By John Hielscher.
But the number of foreclosure properties continues to shrink
Florida can’t shake its spot at the top of the nation for foreclosures, but the numbers are shrinking.
Mortgage lenders closed on 71,644 foreclosures in Florida during the 12-month period ended in February, data provider CoreLogic reported Tuesday.
The state accounted for about 15 percent of all the foreclosures nationwide in the past year.
But the total was down by more than 41,000 foreclosures, or 37 percent, from 2015.
Florida’s foreclosure inventory — the share of mortgaged homes in some stage of the process — stood at 2.2 percent in February, the fourth-highest level in the nation.
While the state’s foreclosure inventory is down from 3.4 percent over the year, it remains double the U.S. rate of 1.1 percent.

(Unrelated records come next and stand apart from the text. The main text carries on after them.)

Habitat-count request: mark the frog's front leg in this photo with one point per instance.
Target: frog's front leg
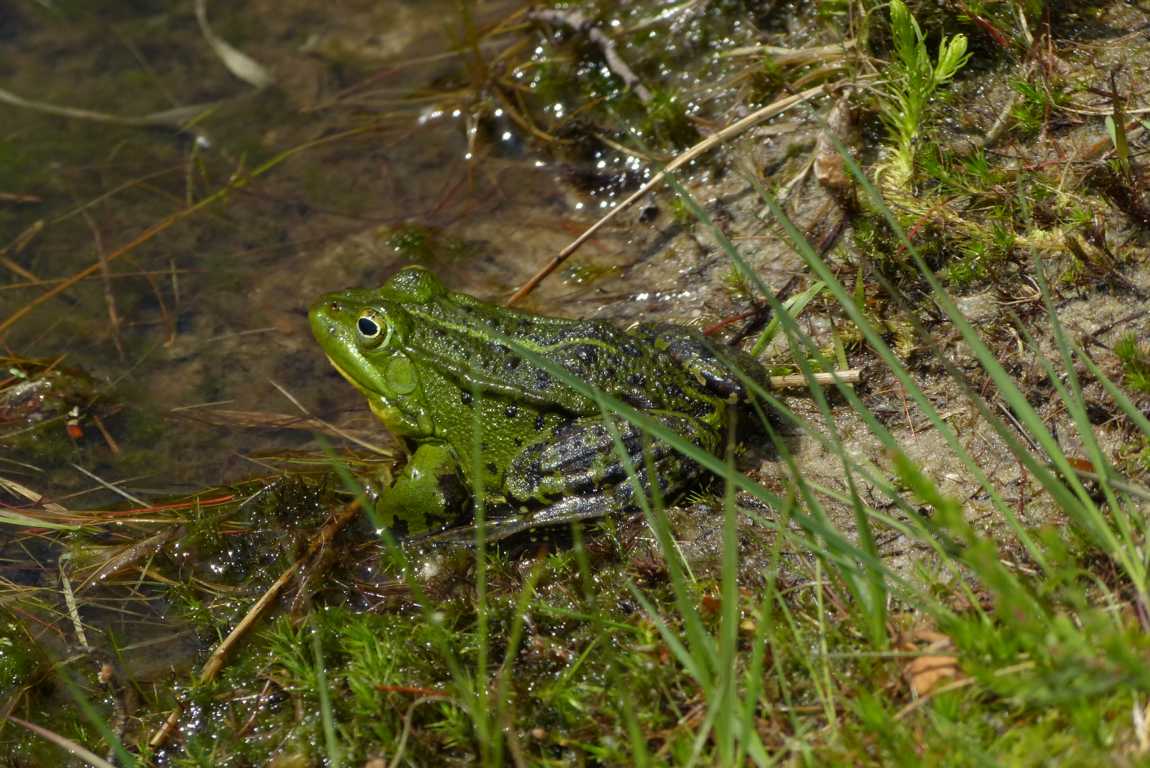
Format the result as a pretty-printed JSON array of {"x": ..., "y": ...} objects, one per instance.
[
  {"x": 577, "y": 474},
  {"x": 428, "y": 494}
]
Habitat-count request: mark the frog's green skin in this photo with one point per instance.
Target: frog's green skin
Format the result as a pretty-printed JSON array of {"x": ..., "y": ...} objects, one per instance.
[{"x": 432, "y": 368}]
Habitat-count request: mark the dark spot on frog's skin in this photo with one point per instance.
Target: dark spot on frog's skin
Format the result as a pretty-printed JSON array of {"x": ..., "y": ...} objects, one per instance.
[{"x": 589, "y": 355}]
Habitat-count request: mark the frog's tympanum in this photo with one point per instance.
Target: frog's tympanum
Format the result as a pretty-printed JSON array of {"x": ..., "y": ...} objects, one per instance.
[{"x": 441, "y": 369}]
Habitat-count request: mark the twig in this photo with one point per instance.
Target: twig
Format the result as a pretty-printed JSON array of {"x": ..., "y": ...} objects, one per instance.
[
  {"x": 794, "y": 381},
  {"x": 215, "y": 662},
  {"x": 73, "y": 608},
  {"x": 687, "y": 156}
]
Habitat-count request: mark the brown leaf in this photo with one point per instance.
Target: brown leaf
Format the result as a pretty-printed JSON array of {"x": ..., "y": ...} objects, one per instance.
[{"x": 925, "y": 674}]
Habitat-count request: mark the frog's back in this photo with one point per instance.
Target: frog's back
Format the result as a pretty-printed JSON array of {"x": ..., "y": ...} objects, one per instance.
[{"x": 458, "y": 327}]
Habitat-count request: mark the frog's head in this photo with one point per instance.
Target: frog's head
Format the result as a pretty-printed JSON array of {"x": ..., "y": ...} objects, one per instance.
[{"x": 363, "y": 332}]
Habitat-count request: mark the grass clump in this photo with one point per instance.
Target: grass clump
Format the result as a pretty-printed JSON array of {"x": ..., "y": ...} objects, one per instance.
[{"x": 1134, "y": 356}]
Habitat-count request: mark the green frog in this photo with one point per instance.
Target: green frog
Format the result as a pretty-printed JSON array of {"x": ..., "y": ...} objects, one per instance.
[{"x": 442, "y": 370}]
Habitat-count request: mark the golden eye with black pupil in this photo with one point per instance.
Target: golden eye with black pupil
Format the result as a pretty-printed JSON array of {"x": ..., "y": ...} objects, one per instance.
[
  {"x": 370, "y": 331},
  {"x": 368, "y": 328}
]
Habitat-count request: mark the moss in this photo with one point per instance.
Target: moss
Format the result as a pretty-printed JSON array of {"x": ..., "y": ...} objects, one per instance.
[{"x": 1134, "y": 356}]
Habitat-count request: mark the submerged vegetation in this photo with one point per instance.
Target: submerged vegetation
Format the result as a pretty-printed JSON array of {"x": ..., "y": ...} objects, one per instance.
[{"x": 940, "y": 559}]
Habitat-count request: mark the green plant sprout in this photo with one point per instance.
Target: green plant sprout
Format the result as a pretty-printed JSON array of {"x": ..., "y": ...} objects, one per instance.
[{"x": 913, "y": 82}]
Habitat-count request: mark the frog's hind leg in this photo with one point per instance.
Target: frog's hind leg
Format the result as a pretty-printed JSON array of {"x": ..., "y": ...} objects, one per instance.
[
  {"x": 722, "y": 369},
  {"x": 577, "y": 474}
]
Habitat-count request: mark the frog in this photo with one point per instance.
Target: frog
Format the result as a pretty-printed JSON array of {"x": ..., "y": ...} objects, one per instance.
[{"x": 484, "y": 422}]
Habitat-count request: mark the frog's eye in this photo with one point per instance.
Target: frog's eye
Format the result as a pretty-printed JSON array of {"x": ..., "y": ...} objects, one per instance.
[
  {"x": 368, "y": 328},
  {"x": 370, "y": 331}
]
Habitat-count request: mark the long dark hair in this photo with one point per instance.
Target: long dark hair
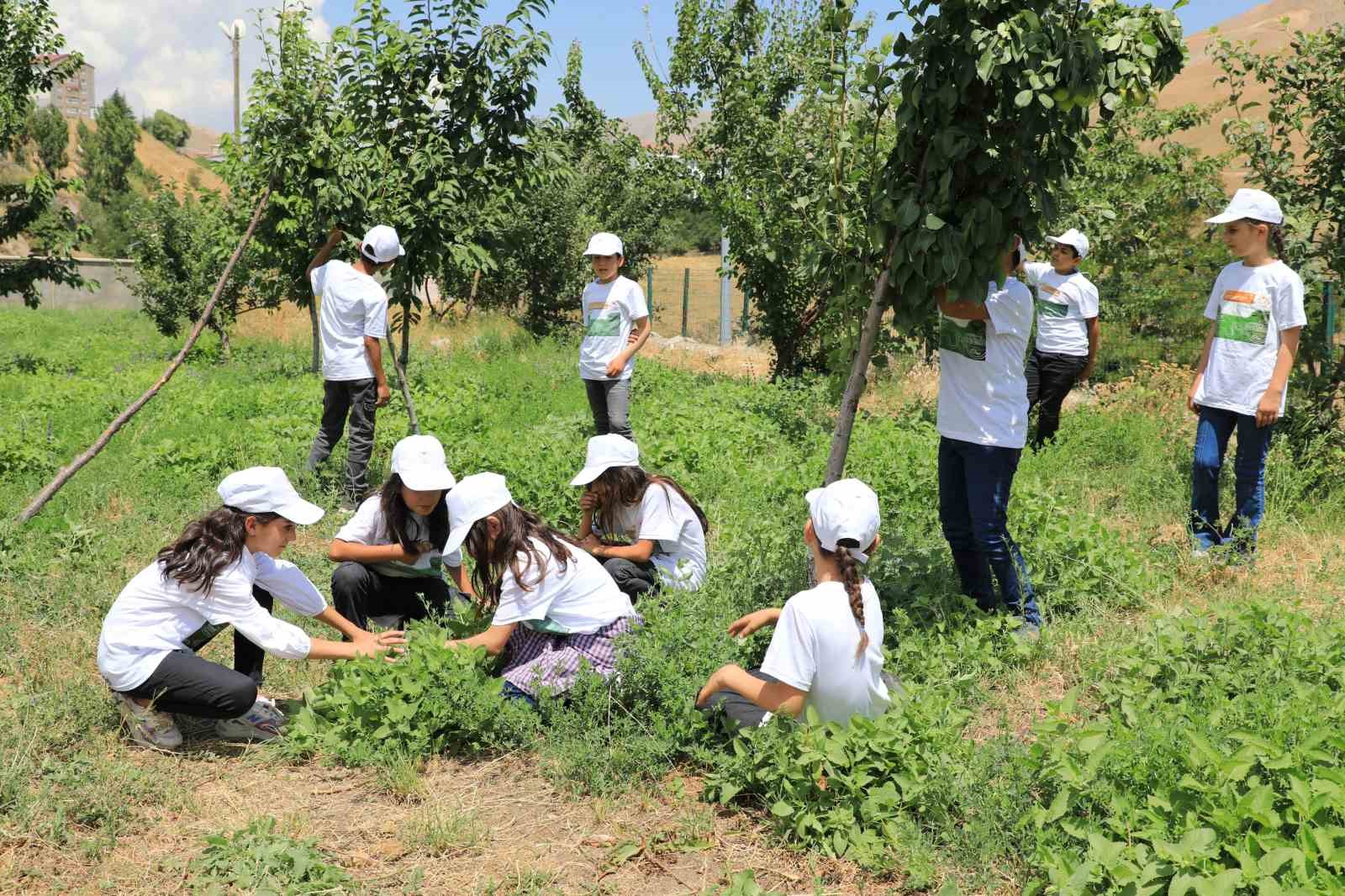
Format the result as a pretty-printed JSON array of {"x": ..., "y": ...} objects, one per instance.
[
  {"x": 208, "y": 546},
  {"x": 853, "y": 579},
  {"x": 398, "y": 515},
  {"x": 627, "y": 486},
  {"x": 513, "y": 551}
]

“Home price gains have clearly been a driving force in building positive equity for homeowners,” said Anand Nallathambi, president/CEO of CoreLogic. “Longer term, we anticipate a better balance of supply with demand in many markets which will help sustain healthy and affordable home values into the future.”
Nationwide, completed foreclosures have dropped by 10 percent and the foreclosure inventory has fallen by 24 percent.
The foreclosure rate in the Sarasota-Manatee region was 1.77 percent in January, the most recent month measured. That is down from the peak of 12.23 percent in June 2011 and down from 3.68 percent posted in 2014, CoreLogic said.
Statewide, 5.1 percent of all mortgages are considered seriously delinquent — at least 90 days past due — the third-highest level in the nation.
But that is down by one-third over the past year.
The U.S. average is 3.2 percent, the lowest level since November 2007.
“Job creation averaged 207,000 during the first two months of 2016, and incomes grew over the past year,” said Frank Nothaft, chief economist at CoreLogic. “More income and improved household finances have helped bring serious delinquency rates down in nearly every state.”